/ Modified aug 15, 2018 4:04 p.m.

TUSD Asking if it Should Stop Using the Term 'Rodeo Days'

The board has called for a survey after an activist group said the name glorifies the mistreatment of animals.

Tucson Rodeo, La Fiesta de los Vaqueros hero 1 Bareback Rider at the Tucson Rodeo
Jennifer Vimmerstedt, courtesy of Tucson Rodeo

Tucson's largest school district will ask the public if it should change the term "rodeo days" in its school calendar after a local activist group suggested the original name glorifies abusive practices towards animals.

The term refers to a two-day break from classes that TUSD schools take for the Tucson Rodeo. At Tuesday night's governing board meeting, a motion to change the term failed after board president Michael Hicks suggested the school board gauge the community's response first.

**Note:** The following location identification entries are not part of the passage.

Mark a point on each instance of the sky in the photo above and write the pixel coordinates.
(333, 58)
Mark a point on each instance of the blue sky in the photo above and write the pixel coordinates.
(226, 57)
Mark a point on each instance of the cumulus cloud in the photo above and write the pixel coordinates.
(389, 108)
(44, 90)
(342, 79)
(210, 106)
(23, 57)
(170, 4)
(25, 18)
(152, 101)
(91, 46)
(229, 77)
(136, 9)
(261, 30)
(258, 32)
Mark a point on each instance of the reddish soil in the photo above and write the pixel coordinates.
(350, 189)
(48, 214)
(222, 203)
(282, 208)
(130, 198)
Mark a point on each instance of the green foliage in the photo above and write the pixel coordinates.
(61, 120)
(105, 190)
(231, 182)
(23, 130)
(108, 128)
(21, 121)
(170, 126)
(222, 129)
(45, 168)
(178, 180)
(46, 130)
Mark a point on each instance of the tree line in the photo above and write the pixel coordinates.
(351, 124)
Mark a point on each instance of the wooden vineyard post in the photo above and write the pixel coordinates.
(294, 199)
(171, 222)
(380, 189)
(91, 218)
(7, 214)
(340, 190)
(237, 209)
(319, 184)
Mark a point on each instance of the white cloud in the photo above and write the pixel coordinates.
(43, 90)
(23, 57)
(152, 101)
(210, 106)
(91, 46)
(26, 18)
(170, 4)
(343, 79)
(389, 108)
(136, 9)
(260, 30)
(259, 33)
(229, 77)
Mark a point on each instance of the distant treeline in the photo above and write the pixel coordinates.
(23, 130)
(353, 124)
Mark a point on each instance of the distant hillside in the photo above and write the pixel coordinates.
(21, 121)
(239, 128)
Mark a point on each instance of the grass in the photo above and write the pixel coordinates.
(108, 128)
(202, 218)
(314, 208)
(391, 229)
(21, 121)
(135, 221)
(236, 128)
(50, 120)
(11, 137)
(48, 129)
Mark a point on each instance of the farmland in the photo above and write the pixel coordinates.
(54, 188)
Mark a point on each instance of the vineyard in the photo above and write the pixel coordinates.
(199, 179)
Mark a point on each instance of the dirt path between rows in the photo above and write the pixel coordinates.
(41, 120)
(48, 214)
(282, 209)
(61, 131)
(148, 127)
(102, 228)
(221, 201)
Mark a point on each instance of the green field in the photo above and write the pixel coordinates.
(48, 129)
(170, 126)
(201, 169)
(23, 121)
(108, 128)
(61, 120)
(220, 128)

A new motion, filed by board member Kristel Ann Foster, directs TUSD staff to produce a survey with local media outlets to see if the community wants to keep or change the name of "rodeo days" to either "Old Pueblo days" or "Tucson heritage days."

"I applaud the governing board for soliciting input before any action is taken," said Gary Williams, general manager for La Fiesta de Los Vaqueros.

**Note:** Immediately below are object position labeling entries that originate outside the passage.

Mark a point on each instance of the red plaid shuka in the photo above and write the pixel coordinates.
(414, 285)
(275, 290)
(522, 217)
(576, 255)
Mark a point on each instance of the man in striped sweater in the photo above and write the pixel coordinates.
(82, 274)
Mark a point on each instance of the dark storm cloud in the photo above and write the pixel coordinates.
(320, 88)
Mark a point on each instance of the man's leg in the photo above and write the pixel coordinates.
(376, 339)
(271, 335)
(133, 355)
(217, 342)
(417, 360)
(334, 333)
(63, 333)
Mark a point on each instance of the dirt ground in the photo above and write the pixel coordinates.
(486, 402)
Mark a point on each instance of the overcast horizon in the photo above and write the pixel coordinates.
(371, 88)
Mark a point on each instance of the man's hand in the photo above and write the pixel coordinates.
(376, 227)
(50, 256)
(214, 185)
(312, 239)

The Tucson Rodeo — or La Fiesta de Los Vaqueros (Celebration of the Cowboys) — has been a staple in the Old Pueblo dating back to 1925. The celebration includes nine days of events, competitions and is in the top 25 professional rodeos in North America.

One day is designated to a parade that is still registered as the world's longest nonmotorized parade.

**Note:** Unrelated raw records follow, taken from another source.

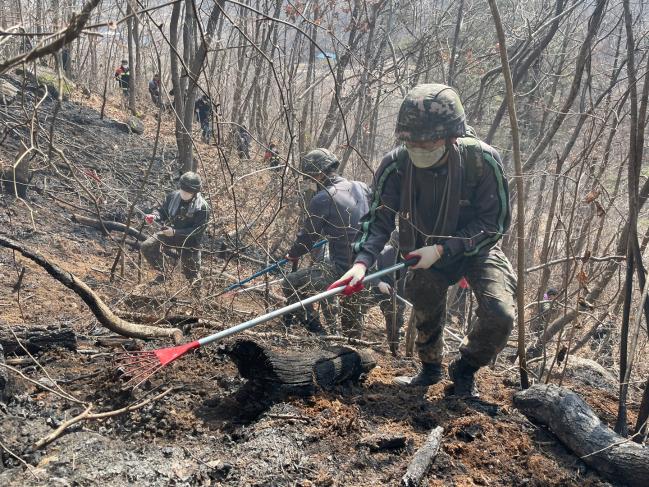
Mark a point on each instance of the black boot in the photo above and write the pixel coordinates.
(157, 280)
(428, 375)
(463, 376)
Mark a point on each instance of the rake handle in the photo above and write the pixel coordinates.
(295, 306)
(266, 270)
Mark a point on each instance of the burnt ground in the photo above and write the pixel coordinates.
(213, 429)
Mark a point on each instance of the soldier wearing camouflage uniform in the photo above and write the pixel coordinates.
(450, 194)
(333, 213)
(185, 214)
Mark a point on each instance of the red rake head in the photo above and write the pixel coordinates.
(139, 365)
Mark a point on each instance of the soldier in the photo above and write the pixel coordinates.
(122, 76)
(185, 214)
(333, 213)
(451, 196)
(203, 108)
(154, 90)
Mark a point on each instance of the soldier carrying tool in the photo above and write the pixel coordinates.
(333, 213)
(451, 196)
(185, 214)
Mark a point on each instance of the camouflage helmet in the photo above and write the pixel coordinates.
(319, 161)
(430, 112)
(190, 182)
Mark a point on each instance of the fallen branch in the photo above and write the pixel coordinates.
(66, 36)
(108, 225)
(101, 311)
(576, 425)
(88, 415)
(423, 458)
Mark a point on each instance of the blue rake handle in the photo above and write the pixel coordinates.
(267, 269)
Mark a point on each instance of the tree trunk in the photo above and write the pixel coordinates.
(579, 429)
(301, 374)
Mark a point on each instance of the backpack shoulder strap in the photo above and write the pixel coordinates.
(473, 159)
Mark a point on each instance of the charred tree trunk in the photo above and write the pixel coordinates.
(301, 374)
(423, 458)
(577, 427)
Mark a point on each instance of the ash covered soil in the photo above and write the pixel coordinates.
(213, 428)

"When the rodeo started in 1925 it went beyond a school holiday. It was declared a general holiday in Tucson," Williams said.

Williams joined the committee in 1987 as a cowboy in competition and then became the general manager in 1995.

"To me it seems like a lack of understanding of our past and a lack of concern for our past," he said.

If the name comes off offensive to the community, Williams suggested changing it to its formal name, La Fiesta de Los Vaqueros.

"Any time you make a change to something that’s got a 94-year history you might want to think deeply about it. It's not a decision that should be made lightly," Williams said.

The Tucson Rodeo, and hundreds of others around the country, are sanctioned by the Professional Rodeo Cowboys Association, which lays out very strict and precise rules regarding the care and treatment of livestock, Williams said.